La última sabia

Cibrán

«El pasado tiene sus códigos y costumbres».

Sócrates

CIBRÁN

Santiago de Compostela, 2001

El hombre sin nombre abrió los ojos y parpadeó al sentir los rayos de luz que se colaban por el ventanuco. Sus iris, dos piedras de sol pulidas con gran amor y extraordinario realismo, se encendieron como bombillas diminutas.

Era un nuevo día. Otra vez.

Colocó un taburete bajo la ventana y se asomó con disimulo. Las aletas de su nariz se dilataron mientras el aire fresco de la mañana serpenteaba hasta sus pulmones. Deslizó tímidamente los dedos por el hueco, pero los retiró de inmediato al recordar la prohibición del maestro de las letras: «Nunca abras la ventana más de tres centímetros. Hay mucha gente cotilla que no dudará en asomar sus narices si se lo pones fácil».

Y es que nadie, jamás, podía conocer la existencia del hombre sin nombre.

Las palomas gorjeaban y a lo lejos se escuchaba el traqueteo de los carritos de la compra. Los más madrugadores se dirigían al mercado de abastos y, en un par de horas, aquellas rúas que solo podía ver en su imaginación se llenarían de conversaciones y risas, arropadas por la melodía de algún artista callejero. Una vez más, la vida se desplegaría ante sus ojos para restregarle un abanico de oportunidades que nunca podría rozar.
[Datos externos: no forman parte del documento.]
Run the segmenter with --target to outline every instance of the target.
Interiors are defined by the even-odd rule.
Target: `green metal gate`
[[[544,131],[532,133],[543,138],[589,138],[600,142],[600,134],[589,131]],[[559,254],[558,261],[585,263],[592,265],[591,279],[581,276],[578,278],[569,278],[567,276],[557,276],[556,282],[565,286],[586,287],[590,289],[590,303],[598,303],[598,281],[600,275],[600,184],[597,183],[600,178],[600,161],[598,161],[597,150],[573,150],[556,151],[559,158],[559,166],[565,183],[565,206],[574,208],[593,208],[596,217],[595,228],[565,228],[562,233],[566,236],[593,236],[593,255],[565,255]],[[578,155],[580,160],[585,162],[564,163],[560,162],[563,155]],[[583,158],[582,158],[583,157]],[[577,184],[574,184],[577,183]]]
Devolvió el taburete a su sitio y dio un respingo al escuchar el susurro. Dirigió una mirada temerosa hacia el rincón, donde la sombra dormitaba envuelta en su reluciente capa metálica. Procuraba no mirarla cuando le encerraban en el despacho, pero a veces la tentación era irresistible. Había intentado acercarse a ella, le había preguntado por qué le hacía eso, pero la sombra le ignoraba, siempre durmiente, hasta que llegaba la hora. Nunca le avisaban, simplemente le inmovilizaban y sumergían su cuerpo en las entrañas de la bestia, donde cientos de mandíbulas pinzaban su piel y succionaban su alma. Al principio, gritaba pidiendo auxilio, preguntando a voz en grito qué había hecho mal. Con el tiempo comprendió que aquello solo servía para tragar cantidades ingentes de tierra. Nadie respondía a sus súplicas, nadie le explicaba nada. Aturdido, se limitaba a cerrar los ojos mientras aguardaba la llegada de aquella apacible oscuridad que precedía a la pérdida de consciencia.

Pero ahora no quería pensar en la sombra. Abrió la puerta y se asomó con sigilo. Tenía tiempo de sobra para campar a sus anchas antes de que llegara el librero.

Le gustaba vagar en soledad por aquellos pasillos silenciosos y respirar el polvo y la sabiduría que rezumaban. Se había acostumbrado al primero (aunque el maestro solo le permitía limpiarlo una vez al mes) y estaba enamorado de la segunda. A pesar de su breve vida, sus dedos sin huellas habían pasado miles de páginas, y si algo tenía claro, era que aquellos viejos volúmenes le habían salvado de las garras de la locura. Eran amigos honestos que compartían sus secretos, sus misterios y sus aventuras, llenando poco a poco ese inexplicable vacío interior que tanto le atormentaba. Últimamente, se encontraba más nervioso que de costumbre. Llevaba demasiado tiempo rumiando preguntas y empezaba a hartarse de no hallar respuestas. ¿Para qué diablos había venido él al mundo?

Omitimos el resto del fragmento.